Jeremy no sabía si su padre sentía pena de sí mismo o expectoraba un mal chiste. (Ryan llamaba «expectorar» a contar un mal chiste, como expulsar un trozo de comida o la flema atrapada en la garganta: «intentas contar un chiste y te atragantas, ¡pero para! No intentes expectorarlo. Mal chiste con el público inadecuado»). —Imparte —dijo Jeremy, preparándose para sufrir en relativo silencio, porque Ryan se
moría
, de eso estaba seguro, aunque por supuesto nadie le contaba nada directamente.
—Vale. —Ryan pensó durante un momento, frunciendo el ceño por la concentración—. Esos trajes les mantenían con vida y unidos en una tierra tenebrosa y desagradable donde no hay reglas. Pero la gente de las orejas pequeñas, mis amigos y yo, vamos a ir allí, a la extrañeza, y la gente
superior
, los tipos altos, nos visten. Ellos no irán. Puede que no puedan, pero nosotros, los pequeños, sí podemos. Raro, ¿eh?

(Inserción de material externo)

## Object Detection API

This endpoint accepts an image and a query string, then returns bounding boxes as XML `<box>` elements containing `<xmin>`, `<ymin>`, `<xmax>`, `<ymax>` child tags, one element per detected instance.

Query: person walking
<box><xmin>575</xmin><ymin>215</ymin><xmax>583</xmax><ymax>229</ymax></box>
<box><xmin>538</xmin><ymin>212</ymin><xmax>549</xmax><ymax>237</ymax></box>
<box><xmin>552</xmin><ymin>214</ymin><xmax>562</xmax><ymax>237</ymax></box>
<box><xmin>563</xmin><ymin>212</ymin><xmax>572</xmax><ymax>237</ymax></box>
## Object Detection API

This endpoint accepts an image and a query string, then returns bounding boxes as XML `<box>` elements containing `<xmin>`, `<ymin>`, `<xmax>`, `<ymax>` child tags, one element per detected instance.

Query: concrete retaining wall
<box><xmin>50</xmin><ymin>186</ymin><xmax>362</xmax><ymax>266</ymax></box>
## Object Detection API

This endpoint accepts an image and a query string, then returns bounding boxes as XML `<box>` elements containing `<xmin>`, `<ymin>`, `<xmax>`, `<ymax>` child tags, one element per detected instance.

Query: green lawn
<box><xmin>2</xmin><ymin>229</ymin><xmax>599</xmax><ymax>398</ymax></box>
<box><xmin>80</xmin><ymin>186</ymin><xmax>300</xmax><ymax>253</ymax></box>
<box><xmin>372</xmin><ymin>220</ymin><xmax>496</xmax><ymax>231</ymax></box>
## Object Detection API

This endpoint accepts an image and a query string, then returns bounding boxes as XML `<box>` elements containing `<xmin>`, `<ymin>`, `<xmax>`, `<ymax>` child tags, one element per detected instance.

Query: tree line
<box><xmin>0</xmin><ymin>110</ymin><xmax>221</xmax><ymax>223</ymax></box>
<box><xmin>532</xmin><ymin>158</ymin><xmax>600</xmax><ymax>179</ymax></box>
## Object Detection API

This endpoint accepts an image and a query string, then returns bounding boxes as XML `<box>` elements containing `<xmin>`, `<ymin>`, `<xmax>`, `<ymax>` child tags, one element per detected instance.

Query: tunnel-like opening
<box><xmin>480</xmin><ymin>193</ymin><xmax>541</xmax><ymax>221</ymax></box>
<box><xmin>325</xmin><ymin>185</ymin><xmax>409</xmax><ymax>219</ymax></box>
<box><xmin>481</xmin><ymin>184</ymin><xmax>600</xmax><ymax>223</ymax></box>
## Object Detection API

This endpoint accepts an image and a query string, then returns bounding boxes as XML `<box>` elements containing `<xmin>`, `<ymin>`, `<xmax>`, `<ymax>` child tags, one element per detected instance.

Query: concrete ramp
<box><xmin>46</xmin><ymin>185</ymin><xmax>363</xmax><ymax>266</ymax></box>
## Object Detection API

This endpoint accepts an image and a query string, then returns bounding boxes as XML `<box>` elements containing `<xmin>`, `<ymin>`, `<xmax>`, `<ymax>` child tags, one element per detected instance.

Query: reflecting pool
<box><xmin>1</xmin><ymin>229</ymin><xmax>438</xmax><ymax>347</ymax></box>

—Del todo —dijo Jeremy—. Yo nunca tengo sueños así.
—Cuando cambian las cosas, los sueños cambian. Antes tenía sueños normales. ¿Con qué sueñas tú?

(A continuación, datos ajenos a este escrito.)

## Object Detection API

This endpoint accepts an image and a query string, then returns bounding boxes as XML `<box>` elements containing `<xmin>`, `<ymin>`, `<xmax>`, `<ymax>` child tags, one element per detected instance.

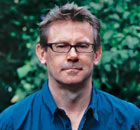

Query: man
<box><xmin>0</xmin><ymin>3</ymin><xmax>140</xmax><ymax>130</ymax></box>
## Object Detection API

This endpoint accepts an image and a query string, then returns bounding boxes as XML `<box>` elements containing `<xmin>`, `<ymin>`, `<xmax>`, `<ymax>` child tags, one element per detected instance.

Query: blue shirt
<box><xmin>0</xmin><ymin>81</ymin><xmax>140</xmax><ymax>130</ymax></box>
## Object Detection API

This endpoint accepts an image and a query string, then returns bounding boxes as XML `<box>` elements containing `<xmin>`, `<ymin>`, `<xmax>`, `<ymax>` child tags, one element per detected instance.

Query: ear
<box><xmin>94</xmin><ymin>46</ymin><xmax>102</xmax><ymax>65</ymax></box>
<box><xmin>36</xmin><ymin>43</ymin><xmax>47</xmax><ymax>64</ymax></box>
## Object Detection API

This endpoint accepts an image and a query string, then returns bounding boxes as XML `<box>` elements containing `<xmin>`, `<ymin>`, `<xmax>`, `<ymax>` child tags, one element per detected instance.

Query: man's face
<box><xmin>37</xmin><ymin>21</ymin><xmax>101</xmax><ymax>85</ymax></box>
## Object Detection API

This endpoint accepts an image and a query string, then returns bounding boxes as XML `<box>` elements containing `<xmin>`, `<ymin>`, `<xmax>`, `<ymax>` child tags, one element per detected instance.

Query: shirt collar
<box><xmin>41</xmin><ymin>80</ymin><xmax>58</xmax><ymax>117</ymax></box>
<box><xmin>86</xmin><ymin>83</ymin><xmax>99</xmax><ymax>121</ymax></box>
<box><xmin>41</xmin><ymin>80</ymin><xmax>99</xmax><ymax>121</ymax></box>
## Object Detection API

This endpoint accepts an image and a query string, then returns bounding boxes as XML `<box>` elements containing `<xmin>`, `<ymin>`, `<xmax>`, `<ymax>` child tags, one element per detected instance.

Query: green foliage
<box><xmin>0</xmin><ymin>0</ymin><xmax>140</xmax><ymax>111</ymax></box>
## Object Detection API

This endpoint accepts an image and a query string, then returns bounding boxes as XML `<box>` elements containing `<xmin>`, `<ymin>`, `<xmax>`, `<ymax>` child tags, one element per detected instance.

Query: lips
<box><xmin>62</xmin><ymin>64</ymin><xmax>83</xmax><ymax>70</ymax></box>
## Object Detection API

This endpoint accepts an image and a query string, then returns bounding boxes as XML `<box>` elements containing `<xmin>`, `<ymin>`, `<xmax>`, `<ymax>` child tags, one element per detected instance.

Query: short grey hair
<box><xmin>39</xmin><ymin>3</ymin><xmax>101</xmax><ymax>51</ymax></box>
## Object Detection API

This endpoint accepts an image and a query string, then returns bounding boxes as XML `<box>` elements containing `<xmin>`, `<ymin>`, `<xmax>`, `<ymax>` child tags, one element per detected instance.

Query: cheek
<box><xmin>46</xmin><ymin>54</ymin><xmax>64</xmax><ymax>71</ymax></box>
<box><xmin>82</xmin><ymin>55</ymin><xmax>94</xmax><ymax>68</ymax></box>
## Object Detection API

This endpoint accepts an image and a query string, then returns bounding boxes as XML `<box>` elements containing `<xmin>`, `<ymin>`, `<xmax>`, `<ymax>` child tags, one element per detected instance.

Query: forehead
<box><xmin>48</xmin><ymin>20</ymin><xmax>93</xmax><ymax>42</ymax></box>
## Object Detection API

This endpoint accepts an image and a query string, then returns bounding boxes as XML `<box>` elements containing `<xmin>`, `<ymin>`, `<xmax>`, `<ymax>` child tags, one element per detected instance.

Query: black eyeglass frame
<box><xmin>46</xmin><ymin>43</ymin><xmax>95</xmax><ymax>53</ymax></box>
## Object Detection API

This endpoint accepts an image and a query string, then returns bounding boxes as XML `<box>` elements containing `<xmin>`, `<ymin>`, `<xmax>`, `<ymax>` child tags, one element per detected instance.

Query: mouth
<box><xmin>63</xmin><ymin>67</ymin><xmax>82</xmax><ymax>70</ymax></box>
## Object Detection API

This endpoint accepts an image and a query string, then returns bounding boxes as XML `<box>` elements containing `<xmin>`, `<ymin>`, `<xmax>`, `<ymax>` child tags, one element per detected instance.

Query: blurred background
<box><xmin>0</xmin><ymin>0</ymin><xmax>140</xmax><ymax>112</ymax></box>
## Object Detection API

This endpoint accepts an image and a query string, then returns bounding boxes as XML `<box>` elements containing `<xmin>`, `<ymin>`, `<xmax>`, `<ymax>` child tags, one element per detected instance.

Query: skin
<box><xmin>36</xmin><ymin>21</ymin><xmax>101</xmax><ymax>129</ymax></box>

—Carreteras. Sapos y carreteras. —Jeremy había preparado todo un espectáculo muy divertido sobre sapos cruzando una carretera, truculento e hilarante—. Quiero soñar con mamá.
—Ya.
Ryan condujo durante un rato sin decir nada.
Mi padre estaba gordo. Quería ser comediante
. Era lo que le había contado a Miriam Sangloss en la clínica.
El padre de Jeremy era pelirrojo, con poco pelo, un rostro redondo y el cuerpo de un jornalero del espectáculo: músculos enormes, grandes huesos, piel rojiza con pecas, lo había descrito mamá en aquella ocasión memorable en la que había pintado a Ryan con tatuajes de flores y bestias para un desfile en Waukegan. En aquella época ella actuaba en una película, un trabajo que pagaba de verdad, y se quedaron unas semanas después del final del rodaje, haciendo teatro local y, por supuesto, ese desfile, lo que había resultado muy divertido.